CMS Releases Data on Antipsychotic Drugs Used in Nursing Homes


According to data from CMS, the percentage of long-term nursing home residents being given antipsychotic drugs dropped from about 24 percent in late 2011 to under 16 percent last year. CMS says the data show its National Partnership to Improve Dementia Care in Nursing Homes, created in 2012, has served its goal to reduce unnecessary antipsychotic medications in nursing homes.

The Partnership

CMS explains its National Partnership utilized a multidimensional approach which included public reporting, partnerships and state-based coalitions, research, training for providers and surveyors, and revised surveyor guidance to empower and build upon the efforts of organizations across the country. The initial focus of the partnership was on reducing antipsychotic medications. However, it eventually grew into a larger mission of enhancing the use of non-pharmacologic approaches and person-centered dementia care practices.The National Partnership to Improve Dementia Care announced that it met its goal of reducing the national prevalence of antipsychotic use in long-stay nursing home residents by 30 percent by the end of 2016. It also announced a new goal of a 15 percent reduction by the end of 2019 for long-stay residents in those homes with currently limited reduction rates.

Data Trends

CMS reports that between the end of 2011 and the end of quarter one of 2017, the national prevalence of antipsychotic use in long-stay nursing home residents was reduced by 34.1 percent, decreasing from 23.9 percent to 15.7 percent nationwide. All 50 states showed improvement. Some states showed much more improvement than others. The states that have reduced their rate by the most percentage include the District of Columbia (47.8 percent), Tennessee (43.5 percent), California (43 percent), and Arkansas (41.6 percent).

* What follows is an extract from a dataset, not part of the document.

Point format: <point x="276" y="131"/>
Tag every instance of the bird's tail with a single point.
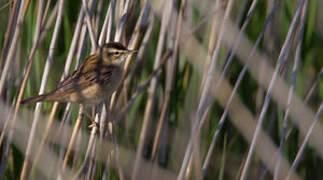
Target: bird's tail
<point x="42" y="97"/>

As reported, there was mixed reaction to the news from CMS. Dr. Jerry Gurwitz, chief of geriatric medicine at the University of Massachusetts Medical School, is quoted as describing the decrease as “one of the most dramatic changes I’ve seen in my career.” Gurwitz suggests that some nursing homes might be finding other medications that sedate their patients into passivity without drawing the same level of scrutiny as antipsychotics.

Advocacy groups like the Washington-based Center for Medicare Advocacy and AARP Foundation Litigation say even the lower rate of antipsychotic usage is excessive, given federal warnings that elderly people with dementia face a higher risk of death when treated with such drugs.

“Given the dire consequences, it should be zero,” said attorney Kelly Bagby of the AARP foundation, which has engaged in several court cases challenging nursing home medication practices. Bagby contends that the drugs are frequently used for their sedative effect, not because they have any benefit to the recipients.